Our 'spot' on La Plage Rouge |
One of Ireland’s biggest exports has always
been its people, and it has often been said that you could lift up a rock
anywhere in the world and find an Irish person.
Nowadays you’re more than likely to find an Algerian with them. Through forums and Facebook groups geared
primarily for women with connections to Algeria, and also through meeting
foreign women living in Algeria I am amazed at all the corners of the globe to
which Algerians have travelled. From
Iceland to Brazil, Australia to USA, Canada to Malaysia, Scandinavia, Russia,
Europe and other parts of Africa, Algerians have gone and brought back the best
kind of memento of their travels…...a foreign wife.
The world shrinks even further when you
actually live in Algeria, where everyone seems to know everyone else simply
because… they do! And you cannot get
away from them, because no matter where you go…someone knows who you are. If you stand out like a foreigner then you
have no hope of anonymity and there’s no point in getting high blood pressure
trying to acquire it.
In 2009 we travelled to Jijel, to a small
out of the way place named Ziama. It is
a journey of about 6 hours (although it took us 11… but we will NOT go into
that fiasco of detours, getting lost and following someone who thought he was
the next Shumaker), so you would think it safe to say that we were truly
getting away from it all.. and from anyone who knew us. We discovered this beautiful un-spoilt beach
that could only be reached through a winding path down the side of a mountain
(probably the reason why it was un-spoilt).
Going down was no problem but after a morning of swimming and drying off
in the sun, and with that dozy, sleepy, after-a-day-at-the-beach feeling,
facing in to that steep climb back up was no joke. I always had to make a couple of stops on the
way up to catch my breath, while the magnificent views promptly took it again,
and I have quite a lot of photos of the view from those vantage points.

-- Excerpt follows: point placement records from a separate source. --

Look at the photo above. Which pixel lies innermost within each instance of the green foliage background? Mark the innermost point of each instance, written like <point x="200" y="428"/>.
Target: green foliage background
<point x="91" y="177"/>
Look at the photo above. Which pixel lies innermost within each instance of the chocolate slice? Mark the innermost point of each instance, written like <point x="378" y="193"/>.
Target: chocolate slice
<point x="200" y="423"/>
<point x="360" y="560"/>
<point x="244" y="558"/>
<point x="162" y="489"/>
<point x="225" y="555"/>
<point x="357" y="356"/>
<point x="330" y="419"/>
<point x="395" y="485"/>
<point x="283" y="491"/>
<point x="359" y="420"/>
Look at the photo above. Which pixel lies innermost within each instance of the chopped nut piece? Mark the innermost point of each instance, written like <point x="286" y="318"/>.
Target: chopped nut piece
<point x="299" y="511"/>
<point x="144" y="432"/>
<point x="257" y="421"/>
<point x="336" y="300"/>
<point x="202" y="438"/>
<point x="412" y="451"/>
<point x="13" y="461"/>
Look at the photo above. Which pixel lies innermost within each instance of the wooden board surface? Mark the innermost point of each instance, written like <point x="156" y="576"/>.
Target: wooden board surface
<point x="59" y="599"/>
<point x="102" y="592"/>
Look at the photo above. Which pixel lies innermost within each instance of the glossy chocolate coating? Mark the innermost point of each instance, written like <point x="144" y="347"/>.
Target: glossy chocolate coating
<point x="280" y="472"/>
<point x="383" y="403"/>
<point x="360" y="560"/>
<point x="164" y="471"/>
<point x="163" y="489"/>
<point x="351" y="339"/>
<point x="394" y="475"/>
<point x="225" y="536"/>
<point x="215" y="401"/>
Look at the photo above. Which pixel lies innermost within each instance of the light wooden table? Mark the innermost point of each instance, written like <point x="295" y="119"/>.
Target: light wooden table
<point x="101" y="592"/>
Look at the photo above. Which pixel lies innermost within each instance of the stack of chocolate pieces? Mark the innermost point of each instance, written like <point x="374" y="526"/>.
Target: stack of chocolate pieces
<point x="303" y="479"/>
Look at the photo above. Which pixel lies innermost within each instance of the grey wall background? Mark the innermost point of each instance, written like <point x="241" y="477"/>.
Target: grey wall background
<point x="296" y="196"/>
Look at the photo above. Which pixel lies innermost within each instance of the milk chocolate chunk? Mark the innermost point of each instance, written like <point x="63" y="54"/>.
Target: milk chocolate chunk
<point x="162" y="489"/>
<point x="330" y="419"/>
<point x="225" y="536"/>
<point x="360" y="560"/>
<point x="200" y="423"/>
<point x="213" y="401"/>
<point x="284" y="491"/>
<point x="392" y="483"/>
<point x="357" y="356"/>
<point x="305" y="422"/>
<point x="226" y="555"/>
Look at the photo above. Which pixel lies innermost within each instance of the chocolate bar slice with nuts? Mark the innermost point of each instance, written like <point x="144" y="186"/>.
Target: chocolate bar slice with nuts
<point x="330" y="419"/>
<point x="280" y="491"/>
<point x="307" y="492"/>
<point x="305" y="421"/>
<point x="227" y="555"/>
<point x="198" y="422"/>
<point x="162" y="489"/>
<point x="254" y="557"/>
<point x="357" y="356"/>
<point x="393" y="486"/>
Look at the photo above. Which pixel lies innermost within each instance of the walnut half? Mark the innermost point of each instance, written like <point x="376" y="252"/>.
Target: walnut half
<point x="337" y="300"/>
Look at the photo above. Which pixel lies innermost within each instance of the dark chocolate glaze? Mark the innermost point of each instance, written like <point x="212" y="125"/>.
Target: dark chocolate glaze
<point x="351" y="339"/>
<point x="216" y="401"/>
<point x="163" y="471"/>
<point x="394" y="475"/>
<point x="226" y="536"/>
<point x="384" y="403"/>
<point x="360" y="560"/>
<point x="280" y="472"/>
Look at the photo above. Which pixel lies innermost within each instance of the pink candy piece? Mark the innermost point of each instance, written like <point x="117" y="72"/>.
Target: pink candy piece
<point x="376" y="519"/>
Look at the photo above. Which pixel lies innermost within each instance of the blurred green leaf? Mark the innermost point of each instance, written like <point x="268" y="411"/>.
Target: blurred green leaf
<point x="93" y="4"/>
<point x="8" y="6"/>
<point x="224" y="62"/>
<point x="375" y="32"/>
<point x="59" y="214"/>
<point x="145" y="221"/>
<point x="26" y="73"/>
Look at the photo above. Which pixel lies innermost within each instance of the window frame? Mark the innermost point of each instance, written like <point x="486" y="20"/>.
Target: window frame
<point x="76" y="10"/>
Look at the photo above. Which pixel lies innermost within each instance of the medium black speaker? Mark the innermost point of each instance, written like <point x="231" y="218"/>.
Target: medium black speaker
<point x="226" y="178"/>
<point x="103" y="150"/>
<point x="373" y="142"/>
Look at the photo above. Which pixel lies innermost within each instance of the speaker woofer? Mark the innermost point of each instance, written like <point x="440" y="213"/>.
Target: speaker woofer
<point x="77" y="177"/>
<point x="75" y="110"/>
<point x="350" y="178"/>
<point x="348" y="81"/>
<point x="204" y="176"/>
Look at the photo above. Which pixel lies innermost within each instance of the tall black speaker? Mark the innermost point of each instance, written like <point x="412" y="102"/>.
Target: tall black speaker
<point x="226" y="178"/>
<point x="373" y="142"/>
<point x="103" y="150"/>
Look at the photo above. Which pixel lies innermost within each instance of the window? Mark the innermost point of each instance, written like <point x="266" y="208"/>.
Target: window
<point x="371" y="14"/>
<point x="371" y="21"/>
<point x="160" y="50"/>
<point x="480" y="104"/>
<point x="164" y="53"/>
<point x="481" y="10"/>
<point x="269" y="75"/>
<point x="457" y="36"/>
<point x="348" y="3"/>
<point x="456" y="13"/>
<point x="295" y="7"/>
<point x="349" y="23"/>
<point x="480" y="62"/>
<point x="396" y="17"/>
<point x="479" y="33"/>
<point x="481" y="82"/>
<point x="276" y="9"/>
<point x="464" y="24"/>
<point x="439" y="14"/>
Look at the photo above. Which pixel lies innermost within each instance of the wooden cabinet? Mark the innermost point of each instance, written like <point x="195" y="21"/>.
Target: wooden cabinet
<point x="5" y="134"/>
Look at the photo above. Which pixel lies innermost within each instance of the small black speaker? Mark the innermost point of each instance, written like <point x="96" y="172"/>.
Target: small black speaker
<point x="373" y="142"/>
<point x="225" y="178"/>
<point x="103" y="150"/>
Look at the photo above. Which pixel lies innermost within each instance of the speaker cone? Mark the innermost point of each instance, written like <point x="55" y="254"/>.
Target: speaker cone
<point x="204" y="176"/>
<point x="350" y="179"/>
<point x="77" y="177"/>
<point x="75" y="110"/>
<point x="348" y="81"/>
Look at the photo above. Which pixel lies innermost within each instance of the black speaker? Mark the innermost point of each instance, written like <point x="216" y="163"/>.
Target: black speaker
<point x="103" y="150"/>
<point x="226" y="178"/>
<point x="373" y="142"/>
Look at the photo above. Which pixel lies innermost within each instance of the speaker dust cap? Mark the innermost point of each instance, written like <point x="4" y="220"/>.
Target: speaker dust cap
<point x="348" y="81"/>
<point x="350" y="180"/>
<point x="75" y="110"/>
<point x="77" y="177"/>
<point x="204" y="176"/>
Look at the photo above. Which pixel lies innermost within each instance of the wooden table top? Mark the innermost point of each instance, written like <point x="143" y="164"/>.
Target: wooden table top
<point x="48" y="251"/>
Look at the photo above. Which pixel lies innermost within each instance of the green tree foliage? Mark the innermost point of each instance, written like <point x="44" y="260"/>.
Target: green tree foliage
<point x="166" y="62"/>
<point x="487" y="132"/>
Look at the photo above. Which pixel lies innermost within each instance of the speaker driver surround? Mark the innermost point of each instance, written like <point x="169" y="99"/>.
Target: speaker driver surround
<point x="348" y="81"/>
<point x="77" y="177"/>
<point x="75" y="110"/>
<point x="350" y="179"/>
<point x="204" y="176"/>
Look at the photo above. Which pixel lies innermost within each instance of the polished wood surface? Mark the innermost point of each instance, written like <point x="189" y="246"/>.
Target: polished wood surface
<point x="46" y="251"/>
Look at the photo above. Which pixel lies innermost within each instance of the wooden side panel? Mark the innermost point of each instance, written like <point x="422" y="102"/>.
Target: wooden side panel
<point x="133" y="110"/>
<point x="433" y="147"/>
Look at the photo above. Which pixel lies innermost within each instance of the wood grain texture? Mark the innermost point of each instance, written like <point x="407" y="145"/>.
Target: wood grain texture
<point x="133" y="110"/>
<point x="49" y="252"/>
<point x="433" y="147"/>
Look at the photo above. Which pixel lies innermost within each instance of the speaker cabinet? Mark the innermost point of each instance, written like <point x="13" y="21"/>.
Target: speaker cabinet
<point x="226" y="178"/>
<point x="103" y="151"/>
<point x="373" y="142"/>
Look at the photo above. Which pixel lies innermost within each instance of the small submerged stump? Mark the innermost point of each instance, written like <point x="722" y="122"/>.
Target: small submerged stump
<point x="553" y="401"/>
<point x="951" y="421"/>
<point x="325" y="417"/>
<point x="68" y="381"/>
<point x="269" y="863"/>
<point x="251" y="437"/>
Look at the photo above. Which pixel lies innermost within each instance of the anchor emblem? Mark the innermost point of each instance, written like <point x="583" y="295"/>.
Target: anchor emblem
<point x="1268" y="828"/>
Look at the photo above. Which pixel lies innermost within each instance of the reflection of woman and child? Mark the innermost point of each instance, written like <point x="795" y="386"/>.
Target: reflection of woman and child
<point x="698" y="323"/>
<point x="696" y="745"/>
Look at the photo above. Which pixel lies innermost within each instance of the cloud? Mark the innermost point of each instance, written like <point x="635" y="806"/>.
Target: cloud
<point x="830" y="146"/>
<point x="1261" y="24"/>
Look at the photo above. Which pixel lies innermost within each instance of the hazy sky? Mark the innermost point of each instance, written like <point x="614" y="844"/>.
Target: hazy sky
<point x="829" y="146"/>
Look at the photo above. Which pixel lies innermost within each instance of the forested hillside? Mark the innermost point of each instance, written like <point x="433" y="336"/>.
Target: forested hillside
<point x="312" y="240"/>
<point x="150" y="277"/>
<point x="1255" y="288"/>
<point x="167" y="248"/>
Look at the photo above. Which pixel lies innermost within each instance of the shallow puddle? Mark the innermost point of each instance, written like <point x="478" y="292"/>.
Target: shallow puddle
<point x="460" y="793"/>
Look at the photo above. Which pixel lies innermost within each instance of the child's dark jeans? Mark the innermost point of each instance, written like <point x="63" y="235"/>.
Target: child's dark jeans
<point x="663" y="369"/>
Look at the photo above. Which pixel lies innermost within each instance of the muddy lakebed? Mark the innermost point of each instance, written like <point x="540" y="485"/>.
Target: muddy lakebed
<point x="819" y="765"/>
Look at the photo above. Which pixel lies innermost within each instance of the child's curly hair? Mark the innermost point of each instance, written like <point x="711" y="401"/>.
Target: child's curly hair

One day while my daughter, Sarah and I were
sitting in our fisherman’s tent watching the rest of the family in the sea, and
more specifically my eldest son who was 17 at the time, building a sandcastle
(not much else to do once you had swam to your heart’s content). We watched as he lay on his stomach taking a picture
of his masterpiece and saw in the distance a man and his family approaching to
our quiet corner of the beach. As he got
closer and closer we fully expected him to circle around my son and his
sandcastle but no…. he stopped and appeared to be saying that he was going to
put his parasol up in the small area between my son and his work of art. While my daughter and I discussed the fact that
we thought we had seen everything there was to be seen in Algerian behavior,
but this one really took the biscuit, I was flabbergasted and full of pride in
equal measures when my son stood up and shook the man’s hand. What a wonderful, patient, mannerly, respectful
boy I had brought up (while I wondered inwardly was he actually my son at all)!
Afterwards he told us the man was… his Maths teacher! He was only joking with him and he moved on
further down the beach with his family. Imagine going away for a summer holiday
only to meet up with your Maths teacher on the beach! After that we became totally blasé when we
bumped into members of the family that ran our nearest grocer’s shop, some
friends of my husband and my son among a group of boy scouts and various
other people from our hometown.
And don’t think for a minute that you can
get away from them all when you travel abroad, because I can’t count the number
of ‘brothers’ my husband has bumped into in airports and on ferries, and even
my quiet hometown in Ireland. You marry
an Algerian… you end up connected in some way to the whole flaming lot of them.